John Dilg: Leaving the New World
Galerie Eva Presenhuber is delighted to announce the second solo exhibition by the American artist John Dilg.
John Dilg’s new old-school paintings in his exhibition Leaving the New World navigate taxonomies of painted forms derived from found images and his memory of the American landscape. These paintings variously depict trees, tree stumps, fractal regrowth, steep-faced mountains, lakes, waterfalls, moons, and a tornado. These images collectively suggest a place that absorbs time and its changes with a calm, sentient alertness. While they reference the landscape through their image forms, they also reveal painting as landscape through their process, as the thin canvas with its visible weave becomes the terrain in which paint is affixed. The gentle chroma—from earth and cedar to pale viridian and steely gray—is carefully applied with an open surface dry-brush scumble. These paintings emit an internal glow, fluidly transporting us to vast realms, temporal and atemporal, and propelling a psychological journey through archetypal associations. Dilg’s paintings seduce the viewer with their formal specificity and craft and the varied art references they conjure. Memory provides the forms and compositional relationships. All the paintings look back at the viewer, quietly confident of their own vitality. He confines himself to a narrow range of tones and temperatures, with the subtlety seen in the paintings of Morandi, Klee, Pissarro, and Vuillard.
These works unavoidably speak to the ecological challenges to earth and climate change in particular. They evince survival, even as human activity seems relentlessly determined to destroy the future. In a way Dilg expresses a sublime tempered by stoic resignation, the viewpoint of an Old World romantic artist but in 2022, after two centuries of America’s despoliation of its wilderness heritage and its recent quixotic efforts to reach the stars. With their melancholic loss of arcadia and calm rejection of the illusion of America’s manifest destiny, his paintings find their home in the sublime of wonder and danger, such as is found in Caspar David Friedrich, a perspective that places civilization’s inevitable follies within the awesome scale of nature. Dilg’s particular fusion of romanticism and modernism evokes a space age Gothic, making visible both the vitality and fragility of the planet.

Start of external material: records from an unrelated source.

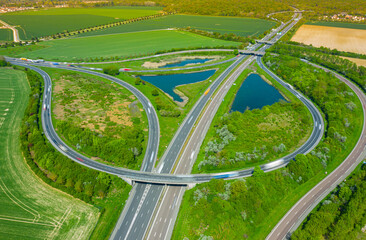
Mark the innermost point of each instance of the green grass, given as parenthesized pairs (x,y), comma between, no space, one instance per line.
(29,208)
(339,24)
(51,21)
(128,44)
(253,122)
(169,125)
(6,35)
(238,26)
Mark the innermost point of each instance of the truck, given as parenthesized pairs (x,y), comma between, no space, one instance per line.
(207,91)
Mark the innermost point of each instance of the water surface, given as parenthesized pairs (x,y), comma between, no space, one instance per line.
(255,93)
(168,82)
(186,62)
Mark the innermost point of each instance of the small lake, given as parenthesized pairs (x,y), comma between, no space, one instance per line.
(255,93)
(186,62)
(167,83)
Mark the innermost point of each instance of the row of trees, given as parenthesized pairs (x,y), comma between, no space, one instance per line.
(327,58)
(341,215)
(259,136)
(53,167)
(249,210)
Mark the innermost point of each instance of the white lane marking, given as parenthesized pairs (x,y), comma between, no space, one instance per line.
(190,120)
(192,154)
(138,209)
(152,156)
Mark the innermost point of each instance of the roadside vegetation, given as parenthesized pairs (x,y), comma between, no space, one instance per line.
(238,140)
(341,215)
(128,44)
(155,62)
(169,113)
(6,35)
(251,207)
(57,22)
(244,27)
(99,118)
(29,208)
(106,192)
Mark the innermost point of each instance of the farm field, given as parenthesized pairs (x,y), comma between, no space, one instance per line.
(6,35)
(359,62)
(29,208)
(128,44)
(338,24)
(51,21)
(342,39)
(238,26)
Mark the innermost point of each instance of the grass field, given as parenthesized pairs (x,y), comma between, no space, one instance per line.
(339,24)
(6,35)
(238,26)
(359,62)
(50,21)
(342,39)
(30,209)
(127,44)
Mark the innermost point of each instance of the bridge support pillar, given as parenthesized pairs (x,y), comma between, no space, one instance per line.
(128,181)
(191,185)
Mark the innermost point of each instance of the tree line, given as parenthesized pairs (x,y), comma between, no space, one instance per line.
(245,208)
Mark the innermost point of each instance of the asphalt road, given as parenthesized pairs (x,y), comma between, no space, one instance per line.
(303,207)
(15,31)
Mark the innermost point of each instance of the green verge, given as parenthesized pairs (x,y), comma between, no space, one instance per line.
(251,207)
(341,214)
(92,115)
(138,64)
(224,25)
(169,125)
(6,35)
(127,44)
(30,208)
(107,192)
(257,119)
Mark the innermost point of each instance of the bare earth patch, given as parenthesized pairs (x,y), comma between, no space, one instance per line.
(343,39)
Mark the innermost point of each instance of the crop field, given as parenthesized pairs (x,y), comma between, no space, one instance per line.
(47,22)
(238,26)
(342,39)
(359,62)
(6,35)
(128,44)
(29,208)
(339,24)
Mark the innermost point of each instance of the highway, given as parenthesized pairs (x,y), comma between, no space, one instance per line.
(303,207)
(145,200)
(15,31)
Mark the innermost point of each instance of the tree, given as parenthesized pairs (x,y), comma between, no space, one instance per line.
(155,92)
(111,70)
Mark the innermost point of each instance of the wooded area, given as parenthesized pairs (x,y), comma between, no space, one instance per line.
(94,187)
(250,208)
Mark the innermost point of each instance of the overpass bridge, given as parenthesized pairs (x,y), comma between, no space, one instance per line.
(255,53)
(265,42)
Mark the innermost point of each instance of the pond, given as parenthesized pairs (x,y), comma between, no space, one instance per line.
(167,83)
(255,93)
(186,62)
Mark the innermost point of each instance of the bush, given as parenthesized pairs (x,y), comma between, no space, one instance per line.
(111,70)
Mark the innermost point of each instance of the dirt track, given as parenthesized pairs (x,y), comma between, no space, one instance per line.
(343,39)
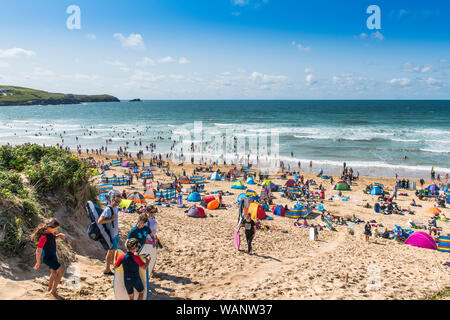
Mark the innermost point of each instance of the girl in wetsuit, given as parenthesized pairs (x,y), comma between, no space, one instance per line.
(131,264)
(45,235)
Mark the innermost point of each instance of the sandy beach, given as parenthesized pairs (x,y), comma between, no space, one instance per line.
(199,261)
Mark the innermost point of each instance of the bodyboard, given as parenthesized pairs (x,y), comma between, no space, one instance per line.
(237,239)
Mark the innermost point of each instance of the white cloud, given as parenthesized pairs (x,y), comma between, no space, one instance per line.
(407,67)
(300,47)
(240,2)
(143,76)
(16,52)
(400,81)
(177,76)
(118,64)
(310,79)
(134,41)
(377,35)
(38,71)
(165,60)
(183,60)
(81,77)
(433,82)
(352,82)
(145,62)
(267,79)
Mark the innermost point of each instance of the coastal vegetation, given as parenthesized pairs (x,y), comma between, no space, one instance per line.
(11,96)
(35,182)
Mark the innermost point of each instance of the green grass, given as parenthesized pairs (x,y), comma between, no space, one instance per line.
(23,95)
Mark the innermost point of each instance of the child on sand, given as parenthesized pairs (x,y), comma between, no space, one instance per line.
(152,224)
(45,235)
(141,230)
(250,230)
(131,264)
(367,230)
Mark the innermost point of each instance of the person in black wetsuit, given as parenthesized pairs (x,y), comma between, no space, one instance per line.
(250,230)
(131,264)
(45,236)
(367,230)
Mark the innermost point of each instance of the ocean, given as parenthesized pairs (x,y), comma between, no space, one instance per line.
(372,137)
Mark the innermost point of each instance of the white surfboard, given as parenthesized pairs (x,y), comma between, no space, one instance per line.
(120,293)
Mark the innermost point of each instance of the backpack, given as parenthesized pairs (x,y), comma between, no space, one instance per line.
(94,231)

Dilg hints at prognostication through the stars, whose light we experience eons after its emission. These paintings don’t explain what is being foretold, whether the future of a planet or the life of the universe or even something personal. Dilg’s own five-decade quest is revealed now in these inspired, enlightened paintings that just now reach our eyes.
Franklin Evans
John Dilg was born in 1945 in Evanston, IL, US, and received a BFA from the Rhode Island School of Design, Providence, RI, US. He is the recipient of a Fulbright Grant to India, a National Endowment for the Arts Fellowship, and three residencies at the YADDO Foundation, Saratoga Springs, NY, US. Dilg’s work is represented in the public collections of institutions including the Arkansas Arts Center, Little Rock, AR, US; the Figge Museum of Art, Davenport, IA, US; the Museum of Contemporary Art Chicago, Chicago, IL, US; and Museu d’Art Contemporani Vicente Aguilera Cerni, Villafamés, ES.